Monday, May 27, 2013

My TOM DEAD???

     It’s Sunday and I’m sad today because I see Tom and he’s not looking good.  I notice a big sore on his backside and it’s oozing out pus.  I call for him and he moves slowly in my direction.  My first reaction is to take care of him, I now have to try and squeeze the pus out his sore, but I’m afraid I will hurt him; I don’t want him to hate me.  Everytime I touch this sore area he gets worried but I try to be as gentle as I can.  He wants to fight me but he’s reserved.  He did manage to give me a little hissing just to warn me of his discomfort but he never tried to bite me.  He needs some antibiotics, which means I have to give him a shot.  He’s going to think that I betrayed him if I’m not careful with this situation.  I asked a friend, named Ricky, of mine to help me hold him down.  I knew in my heart that if Ricky held him Tom would surely bite him; so I left the needle in the hands of a friend.  All the while in my head I’m thinking, will Tom ever forgive me and will he think that I’m trying to hurt him.  I feel bad, right up to the minute where my friend Ricky sticks the needle straight into the meat and not under the skin like I asked him too.  Tom jumps out of my arms.  We still have a half a cc of penicillin to give him but I don’t want to; I know I have to but I don’t want him to hurt, so I leave him be.

     It’s been three days now and no sign of my Tom.  It’s about one o'clock in the morning and I’m sitting at the back door looking for him.  I think he’s dead.  He hasn’t come to eat or anything.  I ask around but no one has seen him.  I feel guilty because I didn’t give him that last half of a cc.  I call for him and there is nothing.  I keep looking for him but I don’t want to see him dead; so I keep myself from looking too hard.
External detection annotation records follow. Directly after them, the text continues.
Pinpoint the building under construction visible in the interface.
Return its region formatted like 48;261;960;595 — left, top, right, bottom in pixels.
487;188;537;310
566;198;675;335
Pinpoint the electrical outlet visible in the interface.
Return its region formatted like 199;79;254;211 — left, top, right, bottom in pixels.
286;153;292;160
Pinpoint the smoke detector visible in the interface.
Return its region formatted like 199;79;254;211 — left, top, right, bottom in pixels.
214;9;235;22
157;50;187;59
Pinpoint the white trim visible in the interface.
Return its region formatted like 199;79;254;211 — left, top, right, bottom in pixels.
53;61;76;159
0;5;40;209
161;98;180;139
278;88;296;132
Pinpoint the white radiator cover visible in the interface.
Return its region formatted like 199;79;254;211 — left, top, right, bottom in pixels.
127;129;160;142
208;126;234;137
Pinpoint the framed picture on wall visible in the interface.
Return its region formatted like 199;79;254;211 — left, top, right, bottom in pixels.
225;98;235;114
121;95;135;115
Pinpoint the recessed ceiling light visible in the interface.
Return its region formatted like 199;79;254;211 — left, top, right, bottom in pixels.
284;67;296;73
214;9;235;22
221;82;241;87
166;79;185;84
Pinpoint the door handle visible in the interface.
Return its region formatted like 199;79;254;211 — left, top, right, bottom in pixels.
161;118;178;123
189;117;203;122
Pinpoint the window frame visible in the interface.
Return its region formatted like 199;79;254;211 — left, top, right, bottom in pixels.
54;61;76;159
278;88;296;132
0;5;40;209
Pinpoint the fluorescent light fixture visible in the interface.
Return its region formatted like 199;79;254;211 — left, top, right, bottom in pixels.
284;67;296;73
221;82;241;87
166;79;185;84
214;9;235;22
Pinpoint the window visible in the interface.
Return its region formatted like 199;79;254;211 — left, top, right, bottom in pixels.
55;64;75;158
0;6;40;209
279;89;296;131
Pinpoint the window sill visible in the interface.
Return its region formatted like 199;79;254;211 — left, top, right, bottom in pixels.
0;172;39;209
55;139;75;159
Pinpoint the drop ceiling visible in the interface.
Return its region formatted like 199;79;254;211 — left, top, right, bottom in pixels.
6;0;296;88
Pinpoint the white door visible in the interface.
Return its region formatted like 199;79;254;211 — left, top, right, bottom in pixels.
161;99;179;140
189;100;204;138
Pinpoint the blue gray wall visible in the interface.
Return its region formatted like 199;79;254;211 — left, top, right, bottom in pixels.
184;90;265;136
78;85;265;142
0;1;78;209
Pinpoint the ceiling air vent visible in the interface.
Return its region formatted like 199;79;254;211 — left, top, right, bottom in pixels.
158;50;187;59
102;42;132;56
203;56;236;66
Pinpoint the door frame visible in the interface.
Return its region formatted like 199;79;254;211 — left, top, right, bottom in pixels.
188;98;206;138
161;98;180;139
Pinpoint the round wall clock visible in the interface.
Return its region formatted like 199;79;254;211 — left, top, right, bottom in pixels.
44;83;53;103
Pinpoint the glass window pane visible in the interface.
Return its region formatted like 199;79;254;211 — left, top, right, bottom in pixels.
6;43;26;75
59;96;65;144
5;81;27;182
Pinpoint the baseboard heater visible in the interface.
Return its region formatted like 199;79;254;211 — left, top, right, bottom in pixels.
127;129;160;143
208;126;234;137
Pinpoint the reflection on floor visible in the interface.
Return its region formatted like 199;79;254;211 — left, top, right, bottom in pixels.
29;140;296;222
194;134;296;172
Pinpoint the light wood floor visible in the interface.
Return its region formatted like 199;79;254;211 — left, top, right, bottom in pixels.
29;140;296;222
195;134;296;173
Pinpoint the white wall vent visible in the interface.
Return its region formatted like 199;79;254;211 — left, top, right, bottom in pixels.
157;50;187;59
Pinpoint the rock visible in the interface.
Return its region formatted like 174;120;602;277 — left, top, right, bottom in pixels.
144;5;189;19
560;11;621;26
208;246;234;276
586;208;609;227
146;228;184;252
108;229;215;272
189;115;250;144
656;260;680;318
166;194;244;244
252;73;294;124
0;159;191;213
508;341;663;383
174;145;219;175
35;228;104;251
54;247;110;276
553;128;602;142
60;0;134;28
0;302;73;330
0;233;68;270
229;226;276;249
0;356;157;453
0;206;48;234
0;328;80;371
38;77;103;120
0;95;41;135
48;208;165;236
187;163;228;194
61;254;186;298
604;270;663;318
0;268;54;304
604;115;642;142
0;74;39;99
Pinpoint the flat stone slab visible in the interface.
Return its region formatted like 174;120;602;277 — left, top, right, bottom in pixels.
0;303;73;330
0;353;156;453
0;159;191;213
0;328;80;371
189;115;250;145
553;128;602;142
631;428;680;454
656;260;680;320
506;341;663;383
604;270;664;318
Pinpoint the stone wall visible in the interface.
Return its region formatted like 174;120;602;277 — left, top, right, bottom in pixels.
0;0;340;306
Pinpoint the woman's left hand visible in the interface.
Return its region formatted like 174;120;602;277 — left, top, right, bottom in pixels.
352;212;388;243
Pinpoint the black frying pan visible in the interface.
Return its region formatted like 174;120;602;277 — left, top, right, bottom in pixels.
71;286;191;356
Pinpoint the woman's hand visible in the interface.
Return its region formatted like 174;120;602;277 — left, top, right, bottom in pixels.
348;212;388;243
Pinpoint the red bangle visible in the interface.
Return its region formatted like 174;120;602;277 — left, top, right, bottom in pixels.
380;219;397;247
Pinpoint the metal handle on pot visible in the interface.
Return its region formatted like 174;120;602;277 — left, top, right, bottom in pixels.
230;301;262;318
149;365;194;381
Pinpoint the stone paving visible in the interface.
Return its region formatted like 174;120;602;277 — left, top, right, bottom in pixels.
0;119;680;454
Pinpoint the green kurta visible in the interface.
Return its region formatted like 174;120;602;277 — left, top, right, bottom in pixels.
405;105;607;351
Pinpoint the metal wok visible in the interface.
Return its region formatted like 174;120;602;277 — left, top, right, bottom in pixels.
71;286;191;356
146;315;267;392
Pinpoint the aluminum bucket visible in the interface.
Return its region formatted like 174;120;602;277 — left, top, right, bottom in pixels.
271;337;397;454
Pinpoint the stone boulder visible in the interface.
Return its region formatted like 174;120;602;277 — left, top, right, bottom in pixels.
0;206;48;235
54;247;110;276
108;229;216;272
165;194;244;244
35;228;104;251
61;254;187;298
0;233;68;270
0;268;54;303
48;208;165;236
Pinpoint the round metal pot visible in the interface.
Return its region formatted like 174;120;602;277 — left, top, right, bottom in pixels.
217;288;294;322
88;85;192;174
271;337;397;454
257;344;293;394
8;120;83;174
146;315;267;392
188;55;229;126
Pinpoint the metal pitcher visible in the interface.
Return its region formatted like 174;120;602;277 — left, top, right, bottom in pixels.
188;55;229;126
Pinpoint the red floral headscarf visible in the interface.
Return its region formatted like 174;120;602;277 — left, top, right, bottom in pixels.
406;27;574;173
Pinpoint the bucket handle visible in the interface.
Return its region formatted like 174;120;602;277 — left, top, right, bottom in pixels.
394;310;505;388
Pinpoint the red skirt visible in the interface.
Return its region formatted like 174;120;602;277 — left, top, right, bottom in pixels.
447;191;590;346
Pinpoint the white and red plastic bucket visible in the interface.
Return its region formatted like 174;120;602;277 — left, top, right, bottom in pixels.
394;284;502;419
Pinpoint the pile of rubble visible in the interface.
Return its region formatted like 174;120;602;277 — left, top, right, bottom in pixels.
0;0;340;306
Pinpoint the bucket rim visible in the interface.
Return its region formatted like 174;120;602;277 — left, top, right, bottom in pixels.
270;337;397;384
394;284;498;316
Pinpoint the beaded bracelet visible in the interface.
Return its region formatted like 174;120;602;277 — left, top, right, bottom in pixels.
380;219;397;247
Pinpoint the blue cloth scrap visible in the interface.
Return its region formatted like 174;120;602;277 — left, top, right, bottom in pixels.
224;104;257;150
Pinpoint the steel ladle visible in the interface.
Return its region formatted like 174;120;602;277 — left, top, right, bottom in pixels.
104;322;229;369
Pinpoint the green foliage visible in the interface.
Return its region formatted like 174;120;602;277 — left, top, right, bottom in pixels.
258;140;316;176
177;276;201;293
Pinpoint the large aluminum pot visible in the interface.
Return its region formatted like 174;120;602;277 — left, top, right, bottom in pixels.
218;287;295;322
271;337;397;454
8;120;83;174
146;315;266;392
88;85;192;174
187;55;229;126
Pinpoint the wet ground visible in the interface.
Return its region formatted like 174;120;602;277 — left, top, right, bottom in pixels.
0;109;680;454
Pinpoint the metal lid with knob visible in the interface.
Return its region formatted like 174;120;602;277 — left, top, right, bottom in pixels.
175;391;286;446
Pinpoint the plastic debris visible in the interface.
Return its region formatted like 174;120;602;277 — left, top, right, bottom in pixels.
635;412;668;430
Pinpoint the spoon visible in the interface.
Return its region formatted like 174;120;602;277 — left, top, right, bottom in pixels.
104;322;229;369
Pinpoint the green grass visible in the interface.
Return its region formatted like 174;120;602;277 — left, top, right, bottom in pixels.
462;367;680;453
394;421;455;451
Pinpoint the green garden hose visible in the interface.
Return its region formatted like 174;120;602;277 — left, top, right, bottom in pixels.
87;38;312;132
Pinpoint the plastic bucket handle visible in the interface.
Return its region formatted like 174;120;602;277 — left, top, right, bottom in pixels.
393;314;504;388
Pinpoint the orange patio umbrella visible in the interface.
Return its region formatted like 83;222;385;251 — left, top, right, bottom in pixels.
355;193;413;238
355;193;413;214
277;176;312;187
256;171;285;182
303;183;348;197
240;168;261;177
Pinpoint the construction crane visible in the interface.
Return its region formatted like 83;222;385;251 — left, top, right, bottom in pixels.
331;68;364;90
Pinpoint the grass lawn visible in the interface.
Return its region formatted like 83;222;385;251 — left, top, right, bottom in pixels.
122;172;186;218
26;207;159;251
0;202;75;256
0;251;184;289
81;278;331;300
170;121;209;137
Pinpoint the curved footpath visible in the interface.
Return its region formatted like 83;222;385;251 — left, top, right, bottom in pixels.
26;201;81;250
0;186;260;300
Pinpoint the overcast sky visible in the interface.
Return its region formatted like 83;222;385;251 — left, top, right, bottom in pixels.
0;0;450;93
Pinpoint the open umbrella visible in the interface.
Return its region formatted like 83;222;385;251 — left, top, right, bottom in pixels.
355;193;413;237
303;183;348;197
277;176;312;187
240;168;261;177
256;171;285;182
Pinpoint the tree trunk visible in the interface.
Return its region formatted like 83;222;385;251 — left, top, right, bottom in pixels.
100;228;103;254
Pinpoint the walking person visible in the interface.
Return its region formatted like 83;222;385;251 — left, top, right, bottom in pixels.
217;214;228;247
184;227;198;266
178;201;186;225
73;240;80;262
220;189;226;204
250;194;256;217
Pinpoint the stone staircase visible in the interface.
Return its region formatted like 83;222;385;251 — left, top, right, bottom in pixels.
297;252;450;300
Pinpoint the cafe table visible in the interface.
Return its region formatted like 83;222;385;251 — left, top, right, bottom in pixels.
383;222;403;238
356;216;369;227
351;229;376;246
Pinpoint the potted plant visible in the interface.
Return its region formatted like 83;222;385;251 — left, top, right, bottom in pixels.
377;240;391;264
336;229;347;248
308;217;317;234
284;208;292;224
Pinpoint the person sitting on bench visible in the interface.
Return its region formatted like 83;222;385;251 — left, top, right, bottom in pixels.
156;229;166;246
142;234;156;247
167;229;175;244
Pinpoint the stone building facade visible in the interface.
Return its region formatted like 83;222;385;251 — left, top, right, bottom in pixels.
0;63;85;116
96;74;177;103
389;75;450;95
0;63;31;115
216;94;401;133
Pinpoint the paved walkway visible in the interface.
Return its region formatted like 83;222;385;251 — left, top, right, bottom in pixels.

I pray to God and I ask him why he brought this animal into my life allowing me to love him; now look!  Look at what has become of him because of me.

     I think to myself now, “how did I (a dog person) fall in love with a cat?”  A crazy question but I really want my cat back.  It hits me now, my Tom is gone.  I feel a bit lost and upset with myself.  I’d rather he were alive and hated me than to be dead because of my failure to rise to the moment.  I should have made sure that he got the full dosage of the penicillin.  It was my time to take care of him and I let him down.  I’m very upset with myself but I don’t tell anybody.  I think it’s more my pride that keeps me quiet.                 
     It’s Thursday night, I just got back home from my nephew’s graduation and I have to check the mailbox.  I see a cat walking towards me but it’s dark.  I call out Tom’s name and get a meow back.  I can’t hold the tears from falling down my eyes.  I’m so completely overjoyed because my Tom is alive.  I walk to him and pick him up gently because the sore is still there.  It looks way better and there is no more pus, but I’m too happy to think of that.  I try to carry him to the house so I can feed him but my Tom doesn’t like to be held.  He’s a very proud cat that loves to lead the way or walk gracefully beside you but he doesn’t like to be carried.  I run to get his food and some water for him to drink.  I tell him of my dismay and how he’s had me worried for days thinking that he was dead.  I sat outside for an hour looking at him, rubbing him, scratching him, and just smiling; my Tom is home and alive.
     I then thank God for bringing him back to me.  I’m Lady PJ and information is power, so be informed.  Much love to you all.